Doc Severinsen moved to San Miguel de Allende, Mexico, in 2007 to retire. Then he had dinner at an Italian restaurant, where violinist Pedro Cartas and guitarist Gil Gutierrez were playing.

“I dropped my fork and my spoon and everything else,” Severinsen said, from the site of a second home he’s building just outside San Miguel de Allende. “I couldn’t believe what these guys were doing.”

Thus began a chain of events leading to a concert set for Friday at Milwaukee’s Pabst Theater. Trumpeter Severinsen, Cartas, Gutierrez, percussionist Miguel Favero and bassist Gilberto Gonzalez will play a benefit for the Wisconsin Conservatory of Music’s new Jazz Institute.

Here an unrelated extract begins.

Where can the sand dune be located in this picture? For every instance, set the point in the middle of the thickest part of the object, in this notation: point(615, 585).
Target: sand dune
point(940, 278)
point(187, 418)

They call the band El Ritmo de la Vida. They were here in September, as a featured act with the Milwaukee Symphony Pops. Severinsen, of course, was the MSO’s principal pops conductor from 1994 to 2007. By all accounts, that show went very well.

But the Pops show, with a full orchestra in tow, required arrangements and constricted the band somewhat. The Pabst concert will be closer to the group’s Italian restaurant show.

Yes, Doc – who will turn 82 on July 7, who became a household name after decades on the “The Tonight Show” – plays three or four nights a week in a restaurant in Mexico.

“I’m the only one who doesn’t get paid,” he said.

From the name (“The Rhythm of Life”) and the makeup of the band, you might think they specialize in Latin jazz. Actually, they’re eclectic. A lot of jazz standards are in their repertoire, and the influence of French gypsy guitarist Django Reinhardt and violinist Stephane Grappelli is apparent in the playing o Gutierrez and Cartas. You can hear a wonderful, and very Hot Club of France, treatment of “Sweet Georgia Brown” at the Ritmo Web site.